Apparently, according to a random website I (Imogen) have just read, June 16th was National Fresh Veggies day. It’s sandwiched between National Lobster Day and National Apple Strudel Day, and we haven’t got long to wait before its Tropical Cocktail Day (June 28th) or National Meteor Watch Day (June 30th). I’m going to assume these are American holidays, and sure enough I’ve just googled the British ones which make a lot more sense: we have National Armed Forces Day and National Insurance Awareness day coming up, and not much else… ah England.
Going to level with you; I haven’t had a clue what to write for this journal post. Life has hardly changed since the last one. We still haven’t played any shows (Womad festival is our next - c’monnnn Boris let us loose) and although we’ve done a handful of great writing retreats and been ‘doing our own creative thing’ in other respects, playing as a three together onstage (or four, including Olly our percussionist) still feels like a distant dream. We often get asked questions like ‘what’s your favourite show been so far’ or ‘what do you like better, recording or touring.’ For me, it’s performing every time. I think my favourite shows have been the ones where we haven’t felt any pressure or expectation, and we’ve felt able to be more imaginative, flow and experiment and take risks.

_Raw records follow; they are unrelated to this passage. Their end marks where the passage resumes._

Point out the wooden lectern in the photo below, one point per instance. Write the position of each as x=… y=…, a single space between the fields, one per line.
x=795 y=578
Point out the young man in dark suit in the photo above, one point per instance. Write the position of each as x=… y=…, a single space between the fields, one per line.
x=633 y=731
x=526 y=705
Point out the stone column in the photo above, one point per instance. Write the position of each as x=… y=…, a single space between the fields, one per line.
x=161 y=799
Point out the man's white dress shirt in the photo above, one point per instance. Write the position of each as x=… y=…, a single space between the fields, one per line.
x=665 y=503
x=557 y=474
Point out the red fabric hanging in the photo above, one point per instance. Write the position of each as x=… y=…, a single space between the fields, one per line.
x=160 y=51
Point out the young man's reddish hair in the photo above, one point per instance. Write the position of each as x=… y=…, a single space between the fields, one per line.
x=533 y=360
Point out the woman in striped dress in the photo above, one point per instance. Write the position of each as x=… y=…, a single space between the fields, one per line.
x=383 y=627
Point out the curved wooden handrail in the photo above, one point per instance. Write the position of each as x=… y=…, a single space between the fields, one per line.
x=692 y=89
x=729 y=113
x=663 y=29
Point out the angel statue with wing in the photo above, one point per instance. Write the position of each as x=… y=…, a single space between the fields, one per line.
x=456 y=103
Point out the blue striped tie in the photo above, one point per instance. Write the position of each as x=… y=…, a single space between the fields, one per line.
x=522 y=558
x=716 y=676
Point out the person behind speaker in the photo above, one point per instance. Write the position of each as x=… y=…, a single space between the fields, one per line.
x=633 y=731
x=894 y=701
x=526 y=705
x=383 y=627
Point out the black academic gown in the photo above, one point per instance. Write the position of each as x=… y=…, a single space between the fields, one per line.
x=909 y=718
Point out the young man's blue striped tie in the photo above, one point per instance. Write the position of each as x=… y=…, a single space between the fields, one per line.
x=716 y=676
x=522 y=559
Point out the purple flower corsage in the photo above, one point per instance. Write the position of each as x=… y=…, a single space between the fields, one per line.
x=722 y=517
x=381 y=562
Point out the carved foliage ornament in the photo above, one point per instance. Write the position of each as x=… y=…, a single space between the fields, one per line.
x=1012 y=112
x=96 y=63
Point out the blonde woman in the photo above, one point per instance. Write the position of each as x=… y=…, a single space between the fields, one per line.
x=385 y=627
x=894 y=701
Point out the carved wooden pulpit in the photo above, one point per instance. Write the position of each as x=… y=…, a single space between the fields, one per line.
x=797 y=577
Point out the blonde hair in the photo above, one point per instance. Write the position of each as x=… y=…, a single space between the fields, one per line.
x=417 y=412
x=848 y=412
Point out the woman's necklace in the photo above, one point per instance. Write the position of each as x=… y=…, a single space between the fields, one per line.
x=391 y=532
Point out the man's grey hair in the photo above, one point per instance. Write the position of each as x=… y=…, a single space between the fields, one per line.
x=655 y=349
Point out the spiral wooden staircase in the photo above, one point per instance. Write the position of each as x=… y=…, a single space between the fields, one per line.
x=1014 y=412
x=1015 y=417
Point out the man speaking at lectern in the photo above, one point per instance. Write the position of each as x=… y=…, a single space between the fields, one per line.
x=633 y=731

Our first ‘show’ as a band was back in 2015 after a three month writing and recording stint in Scotland, where the three of us lived together in a bungalow in a town called Leven and wrote and recorded our first two EPs in a small room just off a local food bank. We decided to do a performance at the end of the trip for our friends and other people who had helped us with it all, and set up our instruments in the round, played through small amps and just did our thing. It was rough, unpolished, energetic and felt like the start of something. I still remember the atmosphere of excitement and possibility. Since then we’ve done a lot more, but consistently our best performances have been the ones where we’ve felt the most in control of what the audience gets to encounter, when we curate a moment we can all inhabit together and really feel connected, whatever that looks like.
If had to name a recent performance that has lingered in my memory as an audience member, it would have to be Richard Dawson’s set at Green Man Festival 2017. I didn’t really know anything about him before this set. I had heard a handful of friends recommending him to me and I’d listened to a couple of songs the car when we were passing through Newcastle on tour. I wanted to see what the fuss was about and dragged a couple of friends with me to the stage, not entirely sure what it would be like. Anyway. Shivers. The whole set was fantastic. There was this one moment in particular where he was singing a traditional folk song a cappella and stomping along to himself. The song was a long one, with a multitude of complicated verses and at the start of each one Dawson went up in pitch by a semitone. By the end of about ten verses he was red-faced, his voice was breaking and hoarse but he was still totally committed to what he was doing. The simultaneous power and fragility of it all made me cry and I genuinely shook with emotion as he screamed to a halt. It was amazing. I think I was so moved because it was radical, authentic, vulnerable, messy and powerful all at once. I was connected and transported to another dimension. Sometimes when it all gets a bit hard I think back to that moment and it inspires me to keep performing.
We’ve got a few shows booked in the Autumn and a couple of things in the pipeline before then (keep your eyes and ears peeled). We’re currently dreaming up ways that we can harness the energy and possibility of this new era into our performances and how we can create the connection and shared experience we all need after this long period of isolation. After such a long break it’ll probably be rough, raw and messy but also authentic, vulnerable and powerful - that’s the hope anyway.